Universal Motown Records

Run It Back is a retrospective review of classic or game-changing hip-hop releases whose style and sound still resonate with listeners in the modern, streaming-driven era. Hip-hop has always been a forward-facing, youth-oriented culture, but it’s also deeply informed by the past. This is our way of bridging the gap, paying homage to rap’s roots while exploring how they still hold relevance today.

There’s a line in an upcoming album wherein the artist mentions feeling down and putting on a Kid Cudi CD to help him cope. It caught my ear, because it’s a sentiment I’ve often heard repeated by other members of that artist’s generation: Kid Cudi is an important, damn near seminal portion of the canon of post-millennials, akin to the way Gen Xers and older “Millennials” like myself swear by Nirvana and Kurt Cobain.

It’s a concept that — having grown up on the music of the late Cobain — I couldn’t quite get my head around. I remember liking Cudi when he came out, but I also remember being pretty disappointed in his musical output after his debut album, Man On The Moon: The End Of The Day. Even typing out the title feels clunky and cumbersome like much of Cudi’s latter day output. He was clearly trying too hard to be deep, even then.

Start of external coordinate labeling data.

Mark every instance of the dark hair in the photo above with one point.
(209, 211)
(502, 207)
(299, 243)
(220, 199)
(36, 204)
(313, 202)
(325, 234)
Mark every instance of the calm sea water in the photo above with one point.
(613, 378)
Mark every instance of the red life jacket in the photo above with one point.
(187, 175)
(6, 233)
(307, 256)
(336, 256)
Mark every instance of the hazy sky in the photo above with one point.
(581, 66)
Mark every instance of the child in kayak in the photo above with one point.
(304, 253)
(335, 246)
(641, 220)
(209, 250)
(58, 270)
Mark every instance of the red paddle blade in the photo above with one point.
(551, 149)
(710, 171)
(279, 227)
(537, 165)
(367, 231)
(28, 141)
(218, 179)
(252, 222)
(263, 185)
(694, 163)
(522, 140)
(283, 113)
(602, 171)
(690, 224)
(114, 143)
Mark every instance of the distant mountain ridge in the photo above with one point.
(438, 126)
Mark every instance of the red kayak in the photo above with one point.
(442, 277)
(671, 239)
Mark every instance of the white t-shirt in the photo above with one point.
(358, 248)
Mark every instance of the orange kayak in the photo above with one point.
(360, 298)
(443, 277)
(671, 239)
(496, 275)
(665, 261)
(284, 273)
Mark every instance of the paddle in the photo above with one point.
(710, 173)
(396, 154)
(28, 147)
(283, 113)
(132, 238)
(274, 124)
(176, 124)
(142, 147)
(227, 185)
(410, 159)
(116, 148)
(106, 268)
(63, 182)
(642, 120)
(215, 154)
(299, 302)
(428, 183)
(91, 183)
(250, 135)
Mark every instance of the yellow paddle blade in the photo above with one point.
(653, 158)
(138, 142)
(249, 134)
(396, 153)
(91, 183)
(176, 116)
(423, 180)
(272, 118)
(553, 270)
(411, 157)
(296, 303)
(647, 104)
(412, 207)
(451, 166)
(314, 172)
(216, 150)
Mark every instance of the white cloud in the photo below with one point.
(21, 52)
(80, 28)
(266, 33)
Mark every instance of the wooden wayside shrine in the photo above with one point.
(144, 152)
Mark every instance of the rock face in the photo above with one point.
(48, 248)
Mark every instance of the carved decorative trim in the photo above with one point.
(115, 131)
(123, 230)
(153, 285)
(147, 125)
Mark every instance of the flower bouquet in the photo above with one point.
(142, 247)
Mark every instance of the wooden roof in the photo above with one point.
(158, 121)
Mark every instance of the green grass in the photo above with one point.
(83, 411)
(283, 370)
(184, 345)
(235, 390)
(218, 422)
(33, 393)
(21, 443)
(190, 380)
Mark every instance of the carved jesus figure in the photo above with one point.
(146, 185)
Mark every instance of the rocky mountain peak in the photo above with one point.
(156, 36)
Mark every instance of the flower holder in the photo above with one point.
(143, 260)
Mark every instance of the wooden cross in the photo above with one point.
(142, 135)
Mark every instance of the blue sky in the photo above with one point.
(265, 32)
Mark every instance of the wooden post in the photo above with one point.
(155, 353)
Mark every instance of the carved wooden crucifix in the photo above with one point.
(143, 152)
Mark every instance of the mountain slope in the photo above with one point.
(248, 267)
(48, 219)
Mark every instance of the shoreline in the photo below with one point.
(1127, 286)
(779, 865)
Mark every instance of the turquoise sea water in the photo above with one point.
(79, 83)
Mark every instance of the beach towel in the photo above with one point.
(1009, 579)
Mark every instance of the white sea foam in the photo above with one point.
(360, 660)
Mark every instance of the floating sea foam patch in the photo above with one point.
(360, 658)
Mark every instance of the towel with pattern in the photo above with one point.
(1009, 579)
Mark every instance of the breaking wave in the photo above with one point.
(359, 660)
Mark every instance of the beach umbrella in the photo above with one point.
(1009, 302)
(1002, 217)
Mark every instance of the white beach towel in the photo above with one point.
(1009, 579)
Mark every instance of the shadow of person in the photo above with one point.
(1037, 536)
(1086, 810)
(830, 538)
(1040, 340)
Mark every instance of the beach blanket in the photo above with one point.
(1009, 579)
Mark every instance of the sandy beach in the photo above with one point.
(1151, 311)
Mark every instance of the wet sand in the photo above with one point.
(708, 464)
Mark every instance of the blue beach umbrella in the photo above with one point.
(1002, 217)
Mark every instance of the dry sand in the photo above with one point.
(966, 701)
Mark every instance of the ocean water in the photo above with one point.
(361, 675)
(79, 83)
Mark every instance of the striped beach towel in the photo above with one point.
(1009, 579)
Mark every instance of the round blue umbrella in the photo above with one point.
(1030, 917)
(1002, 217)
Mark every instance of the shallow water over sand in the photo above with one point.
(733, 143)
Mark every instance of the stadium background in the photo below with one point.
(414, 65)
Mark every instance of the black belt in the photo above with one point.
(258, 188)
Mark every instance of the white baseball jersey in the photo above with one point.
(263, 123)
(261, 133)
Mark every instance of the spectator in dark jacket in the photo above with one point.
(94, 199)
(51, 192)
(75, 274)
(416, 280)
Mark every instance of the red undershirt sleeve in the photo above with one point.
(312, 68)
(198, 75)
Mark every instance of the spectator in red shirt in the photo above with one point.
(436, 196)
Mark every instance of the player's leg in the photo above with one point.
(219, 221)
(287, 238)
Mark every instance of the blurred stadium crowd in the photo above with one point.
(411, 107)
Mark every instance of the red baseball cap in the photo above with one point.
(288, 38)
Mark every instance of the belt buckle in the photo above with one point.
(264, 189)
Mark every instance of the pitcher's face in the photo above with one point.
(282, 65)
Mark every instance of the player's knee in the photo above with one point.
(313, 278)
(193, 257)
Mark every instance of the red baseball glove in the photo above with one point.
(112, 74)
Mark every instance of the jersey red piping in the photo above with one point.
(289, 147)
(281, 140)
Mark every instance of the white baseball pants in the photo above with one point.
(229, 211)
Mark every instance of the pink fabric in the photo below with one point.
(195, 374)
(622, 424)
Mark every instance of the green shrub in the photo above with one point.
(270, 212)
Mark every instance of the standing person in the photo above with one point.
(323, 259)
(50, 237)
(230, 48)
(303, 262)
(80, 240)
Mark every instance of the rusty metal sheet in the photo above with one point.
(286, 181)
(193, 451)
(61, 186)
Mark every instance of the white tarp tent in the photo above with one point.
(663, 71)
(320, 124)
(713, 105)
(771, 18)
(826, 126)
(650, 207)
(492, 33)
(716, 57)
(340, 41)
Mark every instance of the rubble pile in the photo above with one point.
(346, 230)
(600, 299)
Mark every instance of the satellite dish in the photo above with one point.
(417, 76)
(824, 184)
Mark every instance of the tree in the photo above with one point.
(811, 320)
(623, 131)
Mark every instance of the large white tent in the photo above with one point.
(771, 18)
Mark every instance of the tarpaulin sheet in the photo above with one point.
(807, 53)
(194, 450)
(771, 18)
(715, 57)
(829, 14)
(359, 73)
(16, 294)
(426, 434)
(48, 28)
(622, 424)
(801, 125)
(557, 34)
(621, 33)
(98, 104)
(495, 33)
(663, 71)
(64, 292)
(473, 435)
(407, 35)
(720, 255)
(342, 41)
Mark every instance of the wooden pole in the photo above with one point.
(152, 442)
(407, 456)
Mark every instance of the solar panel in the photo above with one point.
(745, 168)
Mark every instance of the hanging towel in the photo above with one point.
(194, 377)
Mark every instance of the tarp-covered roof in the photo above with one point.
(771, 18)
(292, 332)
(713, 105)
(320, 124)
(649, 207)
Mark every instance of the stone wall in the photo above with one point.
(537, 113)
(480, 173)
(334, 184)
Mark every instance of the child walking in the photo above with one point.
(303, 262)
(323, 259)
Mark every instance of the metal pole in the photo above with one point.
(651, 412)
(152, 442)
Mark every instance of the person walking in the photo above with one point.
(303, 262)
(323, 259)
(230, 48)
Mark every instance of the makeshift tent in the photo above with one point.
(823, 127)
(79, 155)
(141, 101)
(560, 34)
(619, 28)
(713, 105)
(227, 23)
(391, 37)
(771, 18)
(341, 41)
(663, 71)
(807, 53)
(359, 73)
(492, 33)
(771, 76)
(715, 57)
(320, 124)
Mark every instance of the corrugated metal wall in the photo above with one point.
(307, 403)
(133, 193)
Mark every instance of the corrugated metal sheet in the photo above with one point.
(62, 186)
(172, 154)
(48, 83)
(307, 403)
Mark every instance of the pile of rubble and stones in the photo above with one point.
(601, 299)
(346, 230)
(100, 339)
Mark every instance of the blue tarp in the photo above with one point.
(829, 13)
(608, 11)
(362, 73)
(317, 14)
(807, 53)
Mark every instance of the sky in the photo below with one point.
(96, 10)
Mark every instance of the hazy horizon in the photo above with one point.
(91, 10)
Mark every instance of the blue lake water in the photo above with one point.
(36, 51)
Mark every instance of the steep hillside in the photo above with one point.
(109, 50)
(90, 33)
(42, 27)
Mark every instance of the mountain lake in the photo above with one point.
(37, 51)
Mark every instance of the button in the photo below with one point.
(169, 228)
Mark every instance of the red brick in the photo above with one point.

Yet the fact remains that he’s a cultural touchstone for a very large segment of an entire generation. Behold the furor over a recent Twitter exchange between the erstwhile emo-rap messiah and apparent fan/Call Me By Your Name star Timothee Chalamet. Clearly, there’s something there.

And so, in an effort to remain in touch, I revisited Man On The Moon and discovered something I had perhaps already always known and only forgotten: Wherever Kid Cudi eventually wound up — rehab, out of his patron Kanye West’s good graces, then back in them as Kanye strains to claw himself back to hip-hop prominence — his debut album is underpinned by genuine emotions and makes for one hell of an elixir for a broken heart.

One of Cudi’s musical descendents, affable slacker-rapper Post Malone found himself in hot water last year for pointing out a somewhat salient point about rap as a genre; it’s not a great style of music at handling feelings. The outcry covered up a somewhat inconvenient half-truth about his admission: He was kinda right.